DE CÓMO CAMBIA EN LAS MADRES EL CONCEPTO DE FELICIDAD
La felicidad está en un día de playa, volver rebozados en arena y salitre, con las mejillas coloradas y los bolsillos llenos de conchas, rendidos los cuerpos ante un cansancio que no ha conseguido borrarles la sonrisa de los labios.
La felicidad está en bajar con el coche una cuesta empinada, acelerando lo suficiente para que el estómago les baile un poquito y pidan otra, y otra, y otra.
La felicidad está en que se queden dulcemente dormidos en tus brazos, acurrucados contra tu pecho, sintiendo el peso liviano de su cuerpecito, escuchando su respiración, oliendo su pelo. Y contemplarles mientras duermen, dejándose contagiar de la paz que irradian, siendo testigos de sus sueños más alegres, esos que les hacen sonreir primero, y estallar en carcajadas después.

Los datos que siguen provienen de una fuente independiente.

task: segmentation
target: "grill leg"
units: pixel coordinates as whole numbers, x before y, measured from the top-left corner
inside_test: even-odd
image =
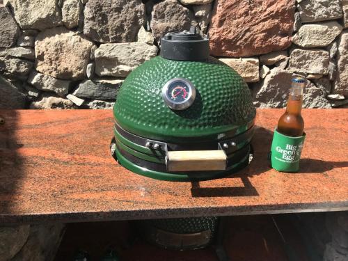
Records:
[[[230,258],[227,255],[226,251],[223,247],[223,238],[225,235],[225,227],[227,223],[228,216],[220,218],[219,223],[218,232],[215,240],[214,248],[216,253],[219,261],[230,261]]]

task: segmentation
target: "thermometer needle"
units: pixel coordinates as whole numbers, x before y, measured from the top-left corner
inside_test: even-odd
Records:
[[[181,93],[181,90],[180,90],[178,93],[176,93],[175,94],[174,94],[174,97],[177,97],[177,95],[179,95],[180,93]]]

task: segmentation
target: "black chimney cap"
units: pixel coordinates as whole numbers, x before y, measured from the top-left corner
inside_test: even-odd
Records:
[[[168,33],[161,39],[161,56],[177,61],[204,61],[209,57],[209,37],[196,26],[178,33]]]

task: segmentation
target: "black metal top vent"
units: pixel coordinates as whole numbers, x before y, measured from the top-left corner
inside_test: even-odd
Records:
[[[161,56],[177,61],[204,61],[209,57],[209,37],[196,26],[189,31],[168,33],[161,39]]]

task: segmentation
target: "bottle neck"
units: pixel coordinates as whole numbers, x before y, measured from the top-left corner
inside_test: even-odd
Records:
[[[304,85],[303,83],[292,83],[286,106],[288,113],[301,114]]]

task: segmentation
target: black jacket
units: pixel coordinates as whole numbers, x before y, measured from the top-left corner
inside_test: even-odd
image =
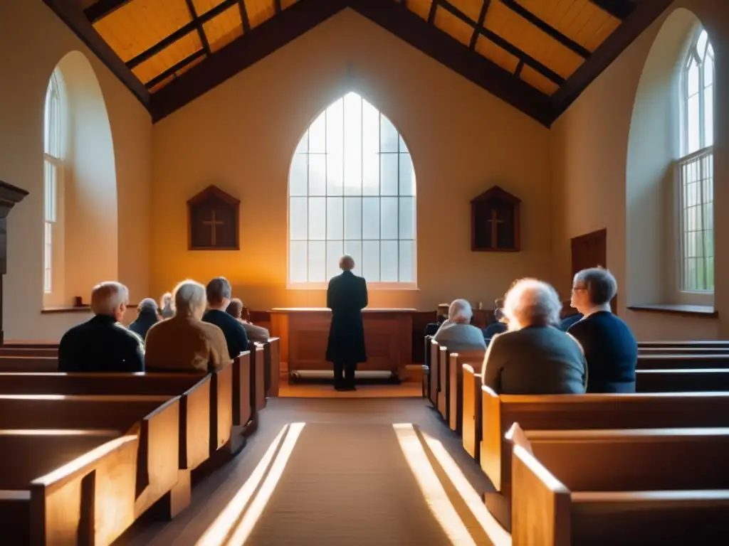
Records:
[[[113,317],[96,315],[63,334],[58,371],[144,371],[144,345]]]

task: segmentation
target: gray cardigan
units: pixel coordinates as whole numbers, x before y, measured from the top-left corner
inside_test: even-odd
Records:
[[[483,359],[483,384],[504,395],[585,392],[587,365],[569,335],[529,326],[494,336]]]

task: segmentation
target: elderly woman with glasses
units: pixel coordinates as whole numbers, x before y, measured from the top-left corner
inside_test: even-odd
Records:
[[[470,304],[464,299],[454,300],[448,308],[448,320],[440,325],[433,339],[451,352],[486,349],[483,332],[471,325],[472,317],[473,311]]]
[[[556,328],[562,304],[550,285],[517,281],[506,296],[509,331],[495,336],[483,359],[483,384],[499,394],[585,392],[587,366],[580,344]]]

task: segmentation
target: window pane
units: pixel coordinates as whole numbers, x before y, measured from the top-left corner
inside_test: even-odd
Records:
[[[362,158],[362,195],[380,194],[380,154],[369,154]]]
[[[327,153],[344,151],[344,100],[339,99],[327,108]]]
[[[380,280],[380,242],[362,242],[362,274],[370,282]]]
[[[344,176],[344,157],[327,155],[327,195],[341,195]]]
[[[327,241],[327,279],[339,274],[339,258],[342,257],[342,242]],[[354,262],[356,264],[356,261]]]
[[[309,151],[324,154],[327,151],[327,113],[321,112],[309,127]]]
[[[714,86],[703,90],[703,146],[714,145]]]
[[[323,240],[327,234],[325,197],[309,198],[309,240]]]
[[[308,197],[292,197],[289,199],[289,234],[292,240],[306,240],[308,221],[306,207]]]
[[[362,198],[362,239],[380,238],[380,198]]]
[[[381,195],[397,195],[397,154],[382,154]]]
[[[380,113],[362,100],[362,151],[365,156],[380,151]]]
[[[397,282],[397,241],[382,241],[380,248],[380,270],[383,282]]]
[[[324,241],[309,241],[309,282],[327,280],[327,248]]]
[[[699,143],[699,111],[698,111],[698,95],[694,95],[688,100],[688,115],[687,127],[688,130],[688,150],[687,154],[693,154],[701,146]]]
[[[327,194],[327,156],[316,154],[309,158],[309,195]]]
[[[327,239],[341,240],[343,234],[344,204],[341,197],[327,198]]]
[[[399,281],[413,282],[413,242],[400,241]]]
[[[381,199],[381,239],[397,239],[397,198]]]
[[[399,154],[399,194],[415,195],[415,173],[410,154]]]
[[[308,165],[304,154],[295,154],[291,162],[291,174],[289,176],[289,195],[306,195],[308,184]]]
[[[380,114],[380,151],[397,151],[399,135],[392,122]]]
[[[344,238],[362,239],[362,197],[346,197],[344,199]]]
[[[400,239],[415,239],[415,205],[412,197],[400,197]]]
[[[306,241],[292,241],[289,243],[289,277],[292,282],[307,280]]]

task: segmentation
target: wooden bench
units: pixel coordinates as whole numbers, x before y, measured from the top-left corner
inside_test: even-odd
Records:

La felicidad está en sus besos, tan inocentes como mágicos, tan puros como cargados de amor, tan sonoros como llenitos de babas.
La felicidad está en un baño, en el momento de vestirse, o en un cambio de pañal, cuando descubres cómo un niño se puede transformar en un saco de la risa, todo cosquillas, todo sonrisas, todo alegría.
La felicidad está en compartir sus grandes logros: acabar un puzzle, construir la torre más alta, marcar un gol, hacer el dibujo más bonito.
¿Dónde quedó nuestro antiguo concepto de felicidad? ¿Ese plagado de sueños maravillosos, de proyectos fantásticos y de grandes ideas?
Fue diluyéndose en el tiempo, desdibujándose durante nueve meses, para al final tomar una nueva forma no menos maravillosa, fantástica, y grande: porque ahora toda nuestra felicidad son ellos, toda nuestra felicidad es la de nuestros hijos.